Over it all presided the neo-Episcopal dressed figure of President Mahinder Rajapaksa and his brother, Defence Minister Gotobhaya Rajapaksa. It’s these two men who have been most implicated in the shelling and bombardment of the “no fire zone” they established at the end of the civil war.

After President Rajapaksa broke his own constitution by summarily sacking Sri Lanka’s respected chief justice in January, the Commonwealth Secretary General Kamalesh Sharma had little option but to have the matter investigated – it represented a prima facia reason for moving the summit elsewhere. The investigation lawyers, who included Britain’s Sir Jeffrey Jowell QC, concluded that the matter had been a serious breach of the rule of law. But that advice was never shown to the eight Commonwealth foreign ministers who had to make the final decision as to whether to go ahead with meeting in Sri Lanka.

‘Shine a light’ on allegations

Britain found itself between a rock and a hard place when it came to the decision to attend the meeting. The UK could hardly boycott an event which Prince Charles was to open (the Queen having been stealthily absented from the thing at an early stage in its planning). David Cameron’s alternative was to attend, albeit briefly, and to use the moment to “shine a light” on what he termed the “appalling allegations of human rights abuses and war crimes”. Having seen Channel 4’s film “No Fire Zone”, the prime minister was in no doubt that he needed to challenge the Rajapaksas. And so, it seems, he did.

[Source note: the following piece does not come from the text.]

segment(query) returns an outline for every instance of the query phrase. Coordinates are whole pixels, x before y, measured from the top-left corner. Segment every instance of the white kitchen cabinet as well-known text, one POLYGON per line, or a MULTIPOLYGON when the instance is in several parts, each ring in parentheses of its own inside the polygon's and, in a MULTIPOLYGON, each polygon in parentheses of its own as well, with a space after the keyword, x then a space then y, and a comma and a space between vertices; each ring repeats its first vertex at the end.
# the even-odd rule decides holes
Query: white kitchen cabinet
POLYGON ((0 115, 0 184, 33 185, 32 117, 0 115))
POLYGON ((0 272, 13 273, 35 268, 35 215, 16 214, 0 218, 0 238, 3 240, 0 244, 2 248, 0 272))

China’s ascent in Sri Lanka has rendered British influence here much diminished. Nevertheless, Mr Cameron did a brave job, engineering an unprecedented trip to the north of the country – the first by any outside leader since 1948. In so doing he triggered the only images that spoke to Sri Lanka’s still unresolved recent past.

Consequently boycotts, non-attendances and discussions of Sri Lanka’s alleged war crimes – and crimes against humanity – obliterated everything else. Even some of those who did attend, left early. This was, I can testify, a shambles of a meeting. Staff in the Commonwealth secretariat who had seen it all coming, were in despair by the end.

But the Rajapaksas had their day in the sun. Surrounded by whirling dancers, cascades of fruit and trinkets, and ever present poster’s portraying both brothers, they could look forward to flaunting the ensuing photographs of hand-shakes and bowing, to prove their acceptance at the top table of the family of nations. But whether the after-glow of it all will prove enough to overwhelm the furore stirred by the renewed publicity surrounding human rights abuses and alleged war crimes on the island, is very much in doubt.